Heute erweise sich das „gute Haus“ darin, dass die Schülerinnen bereit seien, sich ehrenamtlich zu engagieren. „Unsere Schule befreit uns für diesen Einsatz vom Unterricht“, berichtete die 17-jährige Änna Marquardsen. Mit Stina Söhl, Wencke Lass, Boukje Gerdes, Wiebke Momsen, und Lara Danielsen gehört sie zu den fleißigen Klosterhexen. Sie alle besuchen derzeit die Hermann-Tast-Schule. Doch bevor es mit der Klosterrechnung losgeht, werden die sechs Klosterhexen von Bürgermeister Uwe Schmitz mit einer roten Rose begrüßt.

„Mit Zylinder und den Rosen in der Hand stehen wir Spalier und empfangen den neuen Klostervorsteher“, berichtete die 15-jährige Wiebke Momsen. Tatsächlich sind die Tage der Klosterrechnungen für die Hexen sehr anstrengend, bestätigte die 17-jährige Lara Danielsen.
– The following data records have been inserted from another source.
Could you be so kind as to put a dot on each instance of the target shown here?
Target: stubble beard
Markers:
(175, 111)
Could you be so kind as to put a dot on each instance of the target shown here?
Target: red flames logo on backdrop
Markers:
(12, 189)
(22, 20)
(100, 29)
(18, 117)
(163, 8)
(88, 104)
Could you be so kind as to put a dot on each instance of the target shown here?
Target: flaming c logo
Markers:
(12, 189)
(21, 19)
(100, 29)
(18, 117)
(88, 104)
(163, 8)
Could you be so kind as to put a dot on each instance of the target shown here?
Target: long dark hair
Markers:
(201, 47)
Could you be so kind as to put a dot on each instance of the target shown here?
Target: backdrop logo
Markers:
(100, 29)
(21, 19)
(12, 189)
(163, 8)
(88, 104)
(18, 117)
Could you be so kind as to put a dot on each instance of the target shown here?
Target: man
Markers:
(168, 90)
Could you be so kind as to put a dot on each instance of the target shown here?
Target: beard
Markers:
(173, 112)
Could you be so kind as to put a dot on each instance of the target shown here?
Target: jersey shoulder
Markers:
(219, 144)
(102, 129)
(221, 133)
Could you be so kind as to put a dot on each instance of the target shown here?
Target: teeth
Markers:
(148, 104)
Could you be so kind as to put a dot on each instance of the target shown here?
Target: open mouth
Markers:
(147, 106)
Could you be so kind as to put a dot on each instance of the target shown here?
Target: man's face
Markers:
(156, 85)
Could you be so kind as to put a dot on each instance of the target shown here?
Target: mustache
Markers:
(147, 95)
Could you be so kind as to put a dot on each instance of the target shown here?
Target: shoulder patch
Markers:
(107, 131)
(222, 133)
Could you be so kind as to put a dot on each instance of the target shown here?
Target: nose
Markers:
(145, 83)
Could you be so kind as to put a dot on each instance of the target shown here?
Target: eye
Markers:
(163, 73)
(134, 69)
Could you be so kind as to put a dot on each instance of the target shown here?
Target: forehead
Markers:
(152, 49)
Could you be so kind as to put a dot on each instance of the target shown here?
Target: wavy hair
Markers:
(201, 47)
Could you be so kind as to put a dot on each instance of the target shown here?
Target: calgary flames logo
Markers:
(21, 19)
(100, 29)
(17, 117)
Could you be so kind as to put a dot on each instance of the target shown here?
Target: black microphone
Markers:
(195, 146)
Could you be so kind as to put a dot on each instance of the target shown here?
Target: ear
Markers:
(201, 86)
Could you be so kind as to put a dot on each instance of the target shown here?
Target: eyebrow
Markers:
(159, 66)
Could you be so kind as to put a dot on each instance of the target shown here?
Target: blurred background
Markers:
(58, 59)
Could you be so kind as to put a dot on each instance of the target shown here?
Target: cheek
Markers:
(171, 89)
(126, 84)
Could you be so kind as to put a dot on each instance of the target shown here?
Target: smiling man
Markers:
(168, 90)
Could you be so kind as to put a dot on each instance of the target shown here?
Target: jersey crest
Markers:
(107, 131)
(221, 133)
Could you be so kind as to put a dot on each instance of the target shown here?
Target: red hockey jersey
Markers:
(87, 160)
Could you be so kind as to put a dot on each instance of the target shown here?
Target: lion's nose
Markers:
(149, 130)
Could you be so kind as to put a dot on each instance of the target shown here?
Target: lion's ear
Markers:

Den ganzen Tag sind sie für die Bewirtung der Klosterherren im Einsatz: Es beginnt morgens während der Sitzung der Herren. „Danach besuchen wir zusammen mit der Speisemeisterin die Klosterbewohner und bringen ihnen Kuchen und heiße Wecken“, sagt Danielsen. Abends während des Klosterfestes bedienen die sechs „Hexen“ die Klosterherren im Festsaal. Speisemeisterin Dorothea Puls weiß um das besondere Engagement ihrer Schützlinge: „Ohne unsere freundlichen Klosterhexen wäre die Klosterrechnung nicht in dieser Form durchführbar“, ist sich die Puls sicher. Abends haben die jungen Helferinnen dann noch ihren großen Auftritt: Nach dem Festmahl eröffnet das Speisemeisterehepaar den Tanz und dann sind die Hexen die Chefs des Abends tanzen mit den Gästen nach ihrer Hexenpfeife.